There were several possible sources of the ARP confusion, so to isolate the problem, we forced a client to ARP the server and watched what happened to the ARP table:
# arp -d muskrat
muskrat (139.50.2.1) deleted
# ping -s muskrat
PING muskrat: 56 data bytes
No further output from ping
By deleting the ARP table entry and then directing the client to send packets to muskrat, we forced an ARP of muskrat from the client. ping timed out without receiving any ICMP echo replies, so we examined the ARP table and found a surprise:
# arp -a | fgrep muskrat
le0 muskrat 255.255.255.255 08:00:49:05:02:a9
Since muskrat was a Sun workstation, we expected its Ethernet address to begin with 08:00:20 (the prefix assigned to Sun Microsystems), not the 08:00:49 prefix used by Kinetics gateway boxes. The next step was to figure out how the wrong Ethernet address was ending up in the ARP table: was muskrat lying in its ARP replies, or had we found a network imposter?
Using a network analyzer, we repeated the ARP experiment and watched ARP replies returned. We saw two distinct replies: the correct one from muskrat, followed by an invalid reply from the Kinetics FastPath gateway. The root of this problem was that the Kinetics box had been configured using the IP broadcast address 0.0.0.0, allowing it to answer all ARP requests. Reconfiguring the Kinetics box with a non-broadcast IP address solved the problem.

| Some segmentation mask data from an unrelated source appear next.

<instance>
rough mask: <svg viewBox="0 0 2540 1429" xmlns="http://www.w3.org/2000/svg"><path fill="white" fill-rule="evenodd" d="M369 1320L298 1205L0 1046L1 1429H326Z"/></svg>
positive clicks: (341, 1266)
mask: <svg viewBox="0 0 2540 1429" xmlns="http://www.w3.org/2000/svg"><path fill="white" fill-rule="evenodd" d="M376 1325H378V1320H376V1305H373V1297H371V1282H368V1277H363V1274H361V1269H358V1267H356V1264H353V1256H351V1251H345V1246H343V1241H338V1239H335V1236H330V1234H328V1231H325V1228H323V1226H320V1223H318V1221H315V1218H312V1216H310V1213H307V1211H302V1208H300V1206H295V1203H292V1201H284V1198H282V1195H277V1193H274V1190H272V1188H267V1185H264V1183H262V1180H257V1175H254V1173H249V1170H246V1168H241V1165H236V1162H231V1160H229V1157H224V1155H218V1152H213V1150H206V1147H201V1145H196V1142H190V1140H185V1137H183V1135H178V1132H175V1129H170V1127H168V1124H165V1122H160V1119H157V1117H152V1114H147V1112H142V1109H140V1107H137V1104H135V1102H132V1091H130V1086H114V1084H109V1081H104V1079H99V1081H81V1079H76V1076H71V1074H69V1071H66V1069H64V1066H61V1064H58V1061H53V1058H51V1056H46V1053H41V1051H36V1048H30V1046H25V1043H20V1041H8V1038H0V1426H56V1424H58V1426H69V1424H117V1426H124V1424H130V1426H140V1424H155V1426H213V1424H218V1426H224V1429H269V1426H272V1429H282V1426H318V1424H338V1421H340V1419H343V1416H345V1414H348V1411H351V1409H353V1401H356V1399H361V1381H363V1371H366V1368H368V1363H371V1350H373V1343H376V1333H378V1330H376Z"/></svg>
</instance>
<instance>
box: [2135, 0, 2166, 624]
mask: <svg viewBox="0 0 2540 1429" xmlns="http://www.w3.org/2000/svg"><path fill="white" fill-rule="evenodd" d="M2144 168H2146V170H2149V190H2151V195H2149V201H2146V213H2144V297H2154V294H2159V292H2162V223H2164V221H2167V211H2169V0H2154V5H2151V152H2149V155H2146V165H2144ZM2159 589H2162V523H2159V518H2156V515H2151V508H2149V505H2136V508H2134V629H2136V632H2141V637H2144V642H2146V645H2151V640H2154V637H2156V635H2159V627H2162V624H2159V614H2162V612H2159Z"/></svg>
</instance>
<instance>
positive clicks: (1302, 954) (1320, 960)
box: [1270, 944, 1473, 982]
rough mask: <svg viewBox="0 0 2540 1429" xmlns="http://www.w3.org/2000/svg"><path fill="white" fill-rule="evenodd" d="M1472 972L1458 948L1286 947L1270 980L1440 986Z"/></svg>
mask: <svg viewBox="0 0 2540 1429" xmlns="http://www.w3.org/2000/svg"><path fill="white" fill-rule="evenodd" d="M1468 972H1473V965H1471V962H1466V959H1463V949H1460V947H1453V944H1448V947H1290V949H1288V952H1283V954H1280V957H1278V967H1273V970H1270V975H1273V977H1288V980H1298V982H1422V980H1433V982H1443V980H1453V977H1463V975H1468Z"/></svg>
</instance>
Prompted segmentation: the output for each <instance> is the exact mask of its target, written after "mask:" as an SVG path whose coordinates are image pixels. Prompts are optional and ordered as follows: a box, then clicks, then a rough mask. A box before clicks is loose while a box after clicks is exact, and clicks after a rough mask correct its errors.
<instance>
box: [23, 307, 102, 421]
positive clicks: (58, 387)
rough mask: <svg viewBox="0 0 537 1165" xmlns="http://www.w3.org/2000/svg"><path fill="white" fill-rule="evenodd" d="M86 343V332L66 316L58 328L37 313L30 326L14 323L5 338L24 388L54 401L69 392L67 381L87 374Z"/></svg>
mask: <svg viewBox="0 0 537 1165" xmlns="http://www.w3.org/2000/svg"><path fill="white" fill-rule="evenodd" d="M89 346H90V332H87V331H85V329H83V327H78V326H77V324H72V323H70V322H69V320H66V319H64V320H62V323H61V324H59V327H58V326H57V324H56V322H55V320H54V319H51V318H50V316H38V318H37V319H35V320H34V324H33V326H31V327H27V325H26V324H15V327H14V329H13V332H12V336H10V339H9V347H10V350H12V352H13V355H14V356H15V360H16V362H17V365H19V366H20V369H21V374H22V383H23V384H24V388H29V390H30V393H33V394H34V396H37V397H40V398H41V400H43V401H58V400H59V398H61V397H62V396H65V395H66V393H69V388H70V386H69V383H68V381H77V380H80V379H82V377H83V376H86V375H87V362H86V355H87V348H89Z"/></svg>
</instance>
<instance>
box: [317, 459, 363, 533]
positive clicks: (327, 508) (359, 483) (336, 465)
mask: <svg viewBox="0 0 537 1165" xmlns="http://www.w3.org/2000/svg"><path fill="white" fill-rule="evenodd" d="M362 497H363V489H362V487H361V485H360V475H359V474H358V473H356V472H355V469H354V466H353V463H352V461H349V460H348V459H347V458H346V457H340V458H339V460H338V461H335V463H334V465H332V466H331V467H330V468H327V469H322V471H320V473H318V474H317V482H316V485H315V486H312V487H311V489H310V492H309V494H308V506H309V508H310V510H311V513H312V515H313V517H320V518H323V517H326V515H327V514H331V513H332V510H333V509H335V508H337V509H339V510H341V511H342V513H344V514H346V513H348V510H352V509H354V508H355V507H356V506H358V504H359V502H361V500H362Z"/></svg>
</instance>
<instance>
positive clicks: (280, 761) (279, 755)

The last update to the ARP table is the one that "sticks," so the wrong Ethernet address was overwriting the correct ARP table entry. The Kinetics FastPath was located on the other side of the bridge, virtually guaranteeing that its replies would be the last to arrive, delayed by their transit over the bridge. When muskrat was heavily loaded, it was slow to reply to the ARP request and its ARP response would be the last to arrive. Reconfiguring the Kinetics FastPath to use a proper IP address and network mask cured the problem.